A 2004 report sponsored by the European Commission  identified a range of strategies that can be used to reform back office operations, ranging from the digitization of otherwise well-functioning back office arrangements to deep reorganizations, centralization of back office functions, and the creation of back office clearinghouses.

Back office reorganization starts with an analysis of workflows. A simple one-stage service, for example, may involve the request for and delivery of a land title from the local government. Attention to the back office would ensure that the data submitted online could be used without recoding to search or update the local registry of titles that is generated and used in face-to-face encounters. It is also useful in analyzing workflows to identify the various services being offered. For example, online application may be one service, while online payment may be seen as a separate service. Back office reform would strive, for example, to integrate application and payment services, ensuring that online payment service would operate across a variety of agencies, so each one would not have to develop its own.

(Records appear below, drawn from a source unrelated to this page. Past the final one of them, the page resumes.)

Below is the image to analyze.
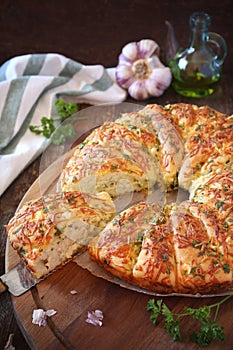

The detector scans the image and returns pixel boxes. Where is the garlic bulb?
[116,39,172,100]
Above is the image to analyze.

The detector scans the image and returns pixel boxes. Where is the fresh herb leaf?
[147,295,232,347]
[55,99,78,121]
[147,299,162,325]
[29,99,78,145]
[29,117,55,139]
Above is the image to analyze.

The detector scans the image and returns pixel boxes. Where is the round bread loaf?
[88,104,233,294]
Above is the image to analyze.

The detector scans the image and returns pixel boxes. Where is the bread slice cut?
[6,192,115,278]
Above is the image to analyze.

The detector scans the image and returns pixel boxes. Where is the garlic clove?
[116,64,135,89]
[147,55,165,69]
[128,80,150,100]
[122,42,138,61]
[137,39,159,58]
[145,67,172,96]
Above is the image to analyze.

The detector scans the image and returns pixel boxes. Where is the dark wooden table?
[0,0,233,350]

In some contexts, economies of scale and other benefits can be realized by the creation of a separate back office clearinghouse or "shared service center." Its function is to provide a platform for the interoperability of diverse data, thereby enabling individual agencies to continue using their own legacy technology and data, and to continue to use their own processing systems, which likely have been developed independently and built up over many years. The clearinghouse or shared service center can be outsourced to private sector specialists.

Resources on Back Office Reform:

"Reorganisation of government back-offices for better electronic public services - European good practices (back-office reorganisation)" (January 2004 - Volume 1: Main report).

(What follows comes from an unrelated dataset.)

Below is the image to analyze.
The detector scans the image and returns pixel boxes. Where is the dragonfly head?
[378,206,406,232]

Herbert Kubicek, Jeremy Millard, and Hilmar Westholm. "Methodology for Analysing the Relationship Between the Reorganisation of the Back Office and Better Electronic Public Services."

The Canadian province of Nova Scotia has issued a "how-to manual" for planning the transition to e-Government, which includes a simple step-by-step guide to analyzing current workflows and planning their reorganization.

Jerry Mechling, "Transforming the Back Office: Why and How" (National Association of State Auditors, Comptrollers and Treasurers and the National Electronic Commerce Coordinating Council, 2006).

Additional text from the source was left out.